Sinais de gratidão. Em todo santuário onde o povo se reconhece agraciado por milagres (e mesmo em locais de menor expressão, como ermidas de beira de estrada, oratórios de praças), se encontra um local destinado à entrega dos ex-votos, a “sala dos milagres”.

Etimologicamente, ex-voto é uma locução de origem latina, que quer dizer “segundo a promessa feita”. Refere-se, portanto, a um objeto oferecido à divindade, seja do mundo pagão ou de qualquer religião atual, para confirmar uma graça recebida ou em cumprimento de uma promessa feita. Os ex-votos estão entre os mais originais testemunhos da fé popular: um sinal vivido da necessidade humana de comunicar à divindade a gratidão pela intercessão nos assuntos dos fiéis.
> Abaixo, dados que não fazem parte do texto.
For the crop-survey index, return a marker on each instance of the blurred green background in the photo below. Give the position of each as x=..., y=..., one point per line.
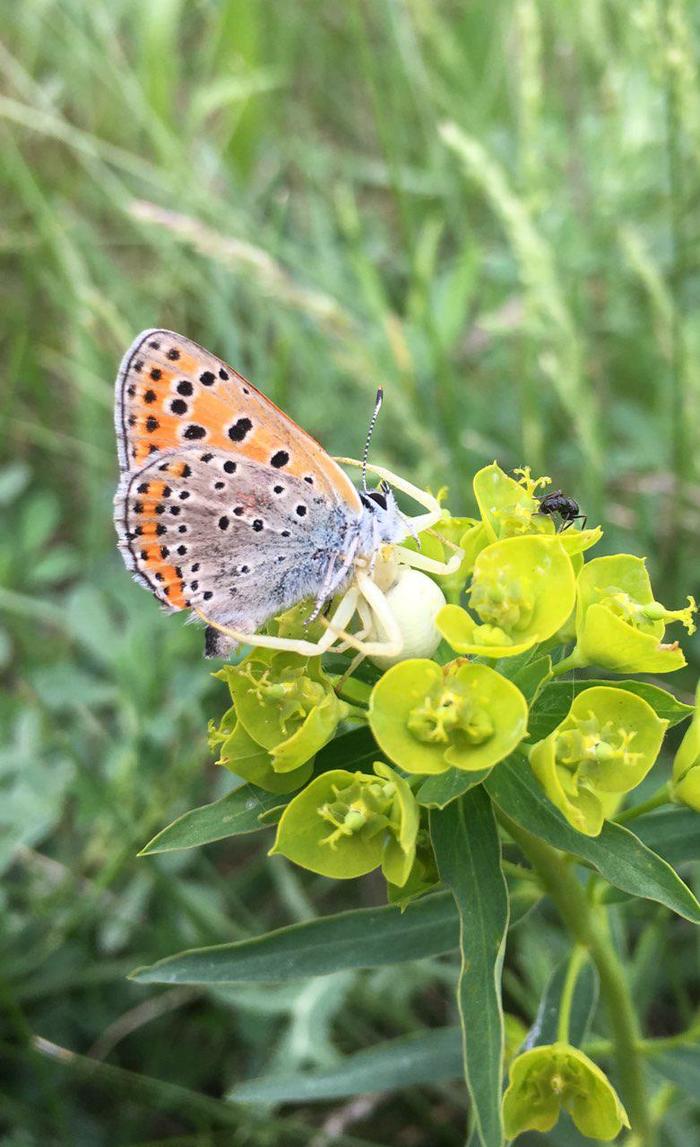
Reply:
x=491, y=208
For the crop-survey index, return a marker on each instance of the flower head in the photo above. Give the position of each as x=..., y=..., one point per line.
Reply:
x=606, y=743
x=428, y=718
x=546, y=1079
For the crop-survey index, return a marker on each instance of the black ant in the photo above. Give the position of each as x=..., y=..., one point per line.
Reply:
x=555, y=502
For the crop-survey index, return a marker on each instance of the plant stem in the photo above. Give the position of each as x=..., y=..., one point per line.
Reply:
x=661, y=796
x=576, y=960
x=589, y=927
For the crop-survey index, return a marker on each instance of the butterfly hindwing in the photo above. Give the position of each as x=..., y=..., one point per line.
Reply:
x=173, y=395
x=235, y=539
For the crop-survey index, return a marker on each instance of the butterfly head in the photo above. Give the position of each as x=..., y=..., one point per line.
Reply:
x=382, y=510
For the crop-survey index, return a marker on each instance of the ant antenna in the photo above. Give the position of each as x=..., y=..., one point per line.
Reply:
x=378, y=406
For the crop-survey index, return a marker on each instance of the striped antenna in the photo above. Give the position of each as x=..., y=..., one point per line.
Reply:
x=378, y=406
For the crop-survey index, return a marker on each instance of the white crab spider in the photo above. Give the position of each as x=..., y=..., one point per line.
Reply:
x=382, y=632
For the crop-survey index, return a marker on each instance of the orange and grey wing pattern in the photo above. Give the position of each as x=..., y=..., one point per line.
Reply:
x=173, y=395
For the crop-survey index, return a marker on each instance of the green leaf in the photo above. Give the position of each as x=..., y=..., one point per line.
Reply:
x=467, y=850
x=235, y=813
x=554, y=702
x=437, y=792
x=242, y=811
x=673, y=833
x=359, y=938
x=533, y=677
x=583, y=1006
x=617, y=855
x=428, y=1058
Na Basílica de Aparecida, existe a centenária “Sala dos Milagres” ou das “Promessas”, segundo lugar mais visitado no Santuário, depois da Imagem, onde aqueles que se reconhecem contemplados com uma graça depositam ex-votos em forma de gratidão. Em sua história, recebeu vários nomes, como “Casa dos Milagres”, “Quarto dos Milagres”, “Sala das Promessas”. No local, mescla de museu com lugar de oração, está sinalizada a graça de Deus na vida de milhares, sendo mais que “sala das promessas”, é de dimensão eucarística, de bênçãos. Ali, o peregrino admira, reza, se emociona, agradece e louva a Deus.

Além das comuns peças de cera em forma de partes do corpo que têm por objetivo testemunhar a graça, são entregues pinturas, fotografias, vestuários, miniaturas de automóveis, maquetes de casas, objetos esportivos, teses acadêmicas, joias, esculturas, e os singulares testemunhos em forma de cartas, desenhos e fotos, confirmando graças alcançadas.
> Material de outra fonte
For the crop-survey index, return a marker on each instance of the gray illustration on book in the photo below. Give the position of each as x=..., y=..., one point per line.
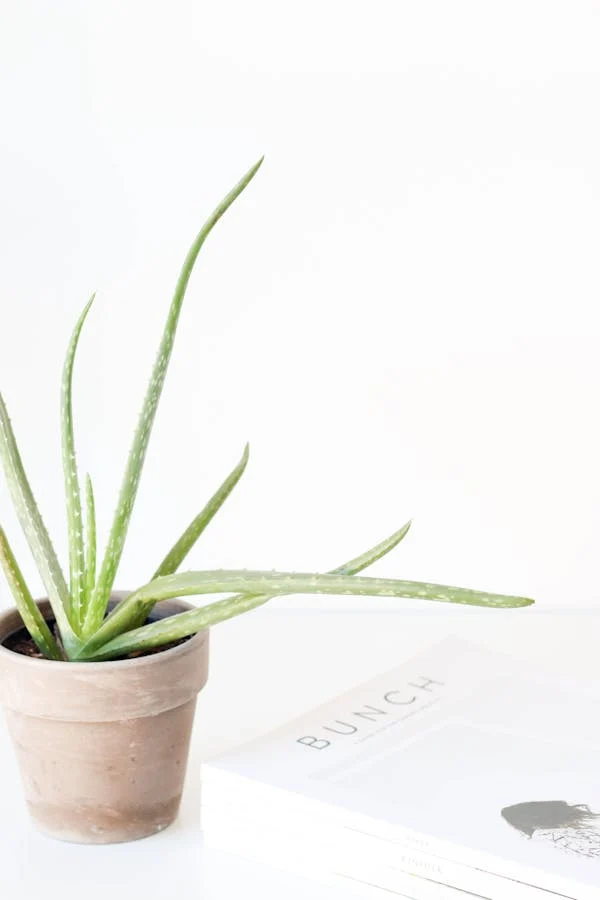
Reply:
x=572, y=829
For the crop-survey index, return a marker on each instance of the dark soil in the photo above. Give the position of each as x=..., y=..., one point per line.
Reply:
x=20, y=642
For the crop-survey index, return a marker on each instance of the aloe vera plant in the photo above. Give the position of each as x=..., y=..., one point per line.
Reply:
x=84, y=629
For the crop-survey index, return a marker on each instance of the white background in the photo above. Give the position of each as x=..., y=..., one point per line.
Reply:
x=399, y=314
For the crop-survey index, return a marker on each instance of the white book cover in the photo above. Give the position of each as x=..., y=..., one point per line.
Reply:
x=461, y=753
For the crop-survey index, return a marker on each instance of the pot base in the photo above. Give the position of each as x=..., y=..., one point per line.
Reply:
x=94, y=826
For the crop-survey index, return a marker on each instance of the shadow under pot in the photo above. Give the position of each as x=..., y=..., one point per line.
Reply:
x=102, y=746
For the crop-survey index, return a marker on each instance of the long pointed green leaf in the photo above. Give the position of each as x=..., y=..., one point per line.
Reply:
x=35, y=531
x=359, y=563
x=116, y=541
x=72, y=490
x=32, y=618
x=282, y=583
x=180, y=550
x=90, y=556
x=163, y=632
Local que Pastro quis eternizar no segundo painel fazendo ver uma coleção de ex-votos que testemunham que milagres e graças continuam a acontecer, e que o espaço corresponde à fé rudimentar de um povo simples, para quem, “Milagre” de modo geral, são todos os dons e graças recebidos de Deus, por intercessão dos santos, especialmente da Virgem Maria.